Background: Children with single-ventricle (SV) heart disease possess a spectrum of heart malformations, yet progress through similar hemodynamic states, suggesting differences in outcomes are related to fundamental morphologic differences, patient characteristics, or procedural pathways. We sought to provide a holistic overview of survival after intervention for SV heart disease at our institution.
Methods: SV heart disease was defined as patients born with a hypoplastic or dysfunctional ventricle with uncertain or unacceptable candidacy for a 2-ventricle circulation. Patients were stratified into 8 diagnostic groups and 11 procedural categories based on the initial interventional procedure.

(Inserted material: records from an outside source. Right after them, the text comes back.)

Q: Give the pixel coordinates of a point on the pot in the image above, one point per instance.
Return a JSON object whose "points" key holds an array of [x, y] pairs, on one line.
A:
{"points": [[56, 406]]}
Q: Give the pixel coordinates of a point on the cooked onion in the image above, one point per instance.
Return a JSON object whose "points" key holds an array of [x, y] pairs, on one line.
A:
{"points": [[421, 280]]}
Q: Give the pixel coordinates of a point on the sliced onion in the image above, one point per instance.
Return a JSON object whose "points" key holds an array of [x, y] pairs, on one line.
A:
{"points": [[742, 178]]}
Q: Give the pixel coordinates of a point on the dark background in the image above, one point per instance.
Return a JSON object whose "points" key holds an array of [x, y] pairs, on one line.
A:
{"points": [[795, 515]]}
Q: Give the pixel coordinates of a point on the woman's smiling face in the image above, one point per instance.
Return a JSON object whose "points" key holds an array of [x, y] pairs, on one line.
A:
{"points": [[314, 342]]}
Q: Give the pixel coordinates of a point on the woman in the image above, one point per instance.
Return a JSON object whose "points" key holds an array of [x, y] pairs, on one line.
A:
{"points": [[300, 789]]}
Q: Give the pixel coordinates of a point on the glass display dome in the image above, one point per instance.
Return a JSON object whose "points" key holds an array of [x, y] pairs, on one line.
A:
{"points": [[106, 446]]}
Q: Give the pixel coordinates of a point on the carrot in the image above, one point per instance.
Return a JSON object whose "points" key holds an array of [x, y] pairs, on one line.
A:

Results: Between 2005 and 2020, 381 patients born with SV heart disease underwent intervention at our institution. Ten-year survival was highest for patients with double inlet left ventricle (89% ± 7%) and lowest for patients with hypoplastic left heart syndrome (55% ± 5%). Initial palliation with less invasive procedures, such as ductal stent (4-year: 100%) or pulmonary artery banding (10-year: 95% ± 5%), demonstrated superior survival compared with more invasive procedures such as the Norwood procedure (10-year: 59% ± 4%). Survival of patients who achieved a biventricular circulation was superior to patients who remained with SV physiology (10-year: 87% ± 5% vs 63% ± 3%, P = .04). In a multivariable analysis, chromosomal/syndromic abnormality, lower weight, hybrid Norwood procedure, nonleft ventricular dominance, and earlier year of operation were risk factors for death.
Conclusions: Survival differences in patients with SV heart disease were related primarily to underlying cardiac anatomy, patient characteristics, and procedural complexity. Left ventricular dominance, more recent intervention, and attainment of a 2-ventricle circulation were associated with improved survival.